Linear-Time Constituency Parsing with RNNs and Dynamic Programming

TL;DR

This paper introduces a linear-time constituency parser using RNNs and dynamic programming, significantly improving speed over traditional cubic-time parsers while maintaining high accuracy, especially for long sentences and discourse parsing.

Contribution

The paper presents a novel linear-time constituency parser with RNNs and dynamic programming, reducing parsing complexity from cubic to near-linear time with beam search and cube pruning.

Findings

Runs in $O(n b \,\log b)$ time, faster than traditional methods.

Achieves highest F1 accuracy on Penn Treebank among single end-to-end models.

Substantially faster for long sentences and discourse parsing.

Abstract

Recently, span-based constituency parsing has achieved competitive accuracies with extremely simple models by using bidirectional RNNs to model "spans". However, the minimal span parser of Stern et al (2017a) which holds the current state of the art accuracy is a chart parser running in cubic time, $O(n^3)$, which is too slow for longer sentences and for applications beyond sentence boundaries such as end-to-end discourse parsing and joint sentence boundary detection and parsing.

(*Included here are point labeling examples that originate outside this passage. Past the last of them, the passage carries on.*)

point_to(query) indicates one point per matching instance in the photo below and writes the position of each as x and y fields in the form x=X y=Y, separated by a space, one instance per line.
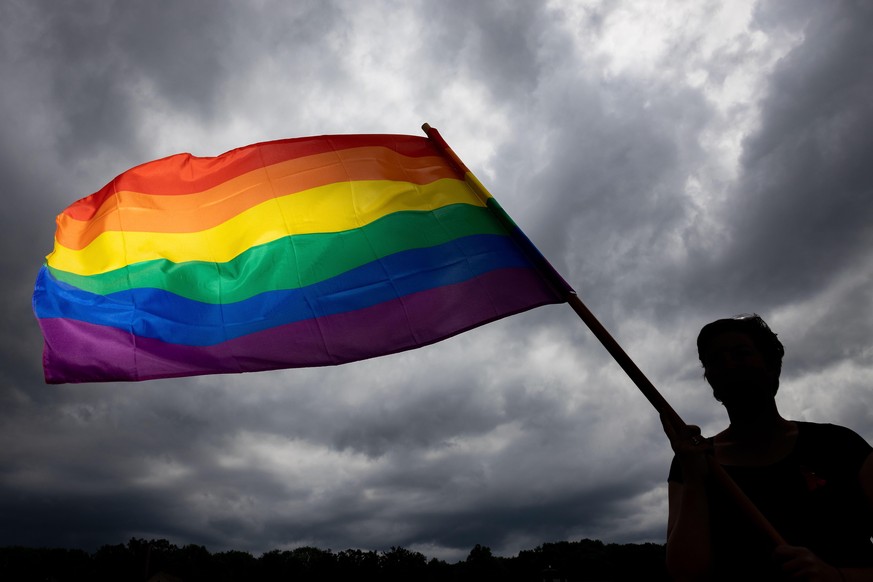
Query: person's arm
x=804 y=565
x=689 y=552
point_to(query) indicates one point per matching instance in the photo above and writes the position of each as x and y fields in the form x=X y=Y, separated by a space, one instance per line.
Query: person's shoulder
x=827 y=430
x=832 y=439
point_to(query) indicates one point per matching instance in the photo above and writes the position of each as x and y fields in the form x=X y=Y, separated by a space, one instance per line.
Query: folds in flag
x=301 y=252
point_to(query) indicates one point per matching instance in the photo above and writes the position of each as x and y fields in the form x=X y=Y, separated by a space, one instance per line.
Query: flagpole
x=615 y=350
x=664 y=408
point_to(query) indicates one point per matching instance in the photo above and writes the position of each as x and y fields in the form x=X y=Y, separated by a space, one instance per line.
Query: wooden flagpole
x=627 y=364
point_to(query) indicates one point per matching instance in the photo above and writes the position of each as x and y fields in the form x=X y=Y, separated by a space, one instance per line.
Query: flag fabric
x=292 y=253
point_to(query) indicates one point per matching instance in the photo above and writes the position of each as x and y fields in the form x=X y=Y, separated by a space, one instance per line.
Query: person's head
x=741 y=349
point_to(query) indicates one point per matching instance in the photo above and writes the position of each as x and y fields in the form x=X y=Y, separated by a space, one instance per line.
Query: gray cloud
x=664 y=197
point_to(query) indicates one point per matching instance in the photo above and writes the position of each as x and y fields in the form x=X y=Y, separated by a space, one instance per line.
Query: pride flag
x=292 y=253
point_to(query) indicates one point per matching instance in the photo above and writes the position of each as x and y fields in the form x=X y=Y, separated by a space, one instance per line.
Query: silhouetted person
x=813 y=482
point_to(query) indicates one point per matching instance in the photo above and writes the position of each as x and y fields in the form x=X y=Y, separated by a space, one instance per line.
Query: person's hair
x=755 y=328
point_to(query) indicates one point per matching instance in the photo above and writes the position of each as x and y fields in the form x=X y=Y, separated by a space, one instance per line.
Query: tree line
x=160 y=561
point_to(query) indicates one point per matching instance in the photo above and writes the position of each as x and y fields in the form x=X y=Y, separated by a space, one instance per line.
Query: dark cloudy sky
x=677 y=161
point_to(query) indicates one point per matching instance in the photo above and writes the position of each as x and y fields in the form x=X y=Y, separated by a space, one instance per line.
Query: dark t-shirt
x=812 y=497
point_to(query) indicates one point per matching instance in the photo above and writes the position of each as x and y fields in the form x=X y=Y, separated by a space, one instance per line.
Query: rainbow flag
x=293 y=253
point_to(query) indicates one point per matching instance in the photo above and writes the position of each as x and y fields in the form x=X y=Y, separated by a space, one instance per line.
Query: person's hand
x=798 y=563
x=690 y=448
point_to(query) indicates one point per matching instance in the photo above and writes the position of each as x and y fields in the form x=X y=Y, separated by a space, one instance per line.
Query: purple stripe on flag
x=401 y=324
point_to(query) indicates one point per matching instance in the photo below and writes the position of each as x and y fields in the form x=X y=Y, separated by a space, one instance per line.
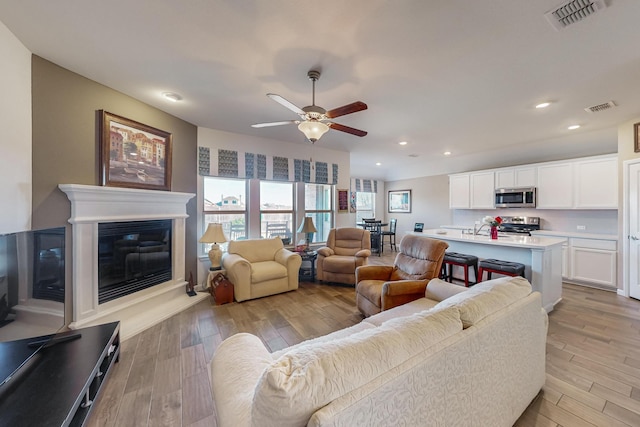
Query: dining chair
x=375 y=228
x=392 y=234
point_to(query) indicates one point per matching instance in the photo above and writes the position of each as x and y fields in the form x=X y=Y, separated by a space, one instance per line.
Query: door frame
x=624 y=238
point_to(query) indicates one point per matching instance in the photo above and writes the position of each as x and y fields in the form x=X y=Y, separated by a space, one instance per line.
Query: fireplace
x=132 y=256
x=159 y=245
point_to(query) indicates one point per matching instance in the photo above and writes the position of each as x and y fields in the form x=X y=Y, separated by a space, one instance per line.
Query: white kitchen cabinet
x=555 y=186
x=459 y=191
x=521 y=176
x=593 y=261
x=588 y=259
x=596 y=184
x=481 y=193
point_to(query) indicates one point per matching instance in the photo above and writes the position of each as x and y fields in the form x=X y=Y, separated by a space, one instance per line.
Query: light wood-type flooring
x=162 y=379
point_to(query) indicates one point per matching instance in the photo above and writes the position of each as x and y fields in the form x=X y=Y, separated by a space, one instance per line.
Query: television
x=32 y=295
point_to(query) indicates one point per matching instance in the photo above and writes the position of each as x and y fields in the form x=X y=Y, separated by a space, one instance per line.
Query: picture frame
x=343 y=201
x=399 y=201
x=133 y=154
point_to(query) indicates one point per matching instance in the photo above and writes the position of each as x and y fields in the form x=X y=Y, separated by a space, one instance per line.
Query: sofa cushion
x=256 y=250
x=309 y=377
x=403 y=310
x=267 y=270
x=487 y=297
x=340 y=264
x=439 y=290
x=370 y=289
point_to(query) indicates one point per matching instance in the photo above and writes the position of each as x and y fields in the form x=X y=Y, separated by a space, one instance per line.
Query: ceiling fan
x=314 y=119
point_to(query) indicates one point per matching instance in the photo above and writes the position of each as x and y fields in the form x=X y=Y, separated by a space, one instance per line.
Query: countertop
x=526 y=242
x=575 y=235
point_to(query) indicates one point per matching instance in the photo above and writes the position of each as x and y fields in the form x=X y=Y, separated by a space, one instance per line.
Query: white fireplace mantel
x=91 y=205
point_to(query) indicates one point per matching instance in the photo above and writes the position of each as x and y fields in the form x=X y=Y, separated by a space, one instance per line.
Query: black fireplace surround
x=132 y=256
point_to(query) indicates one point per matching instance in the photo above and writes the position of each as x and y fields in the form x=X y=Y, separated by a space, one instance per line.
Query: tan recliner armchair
x=347 y=248
x=261 y=267
x=380 y=288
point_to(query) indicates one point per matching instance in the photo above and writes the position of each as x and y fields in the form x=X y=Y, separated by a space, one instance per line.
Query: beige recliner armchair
x=261 y=267
x=381 y=287
x=347 y=248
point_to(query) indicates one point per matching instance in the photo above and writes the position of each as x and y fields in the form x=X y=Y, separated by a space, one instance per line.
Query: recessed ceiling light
x=171 y=96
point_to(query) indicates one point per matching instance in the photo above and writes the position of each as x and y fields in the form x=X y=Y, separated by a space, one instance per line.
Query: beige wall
x=15 y=144
x=65 y=144
x=429 y=203
x=625 y=152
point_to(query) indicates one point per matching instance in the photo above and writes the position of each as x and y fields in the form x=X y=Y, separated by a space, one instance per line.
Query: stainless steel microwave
x=523 y=197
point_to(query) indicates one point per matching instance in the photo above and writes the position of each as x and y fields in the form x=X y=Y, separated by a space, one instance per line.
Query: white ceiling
x=444 y=75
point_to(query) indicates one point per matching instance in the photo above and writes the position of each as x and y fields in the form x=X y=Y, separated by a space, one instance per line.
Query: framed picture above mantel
x=399 y=201
x=133 y=154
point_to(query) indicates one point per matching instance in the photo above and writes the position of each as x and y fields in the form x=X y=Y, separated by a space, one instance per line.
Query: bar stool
x=462 y=260
x=506 y=268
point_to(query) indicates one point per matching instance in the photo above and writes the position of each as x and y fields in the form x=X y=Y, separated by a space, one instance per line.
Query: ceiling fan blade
x=346 y=109
x=264 y=125
x=347 y=129
x=280 y=100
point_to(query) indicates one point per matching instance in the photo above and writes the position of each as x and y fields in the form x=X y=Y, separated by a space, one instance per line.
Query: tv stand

We propose a linear-time constituency parser with RNNs and dynamic programming using graph-structured stack and beam search, which runs in time $O(n b^2)$ where $b$ is the beam size. We further speed this up to $O(n b\log b)$ by integrating cube pruning. Compared with chart parsing baselines, this linear-time parser is substantially faster for long sentences on the Penn Treebank and orders of magnitude faster for discourse parsing, and achieves the highest F1 accuracy on the Penn Treebank among single model end-to-end systems.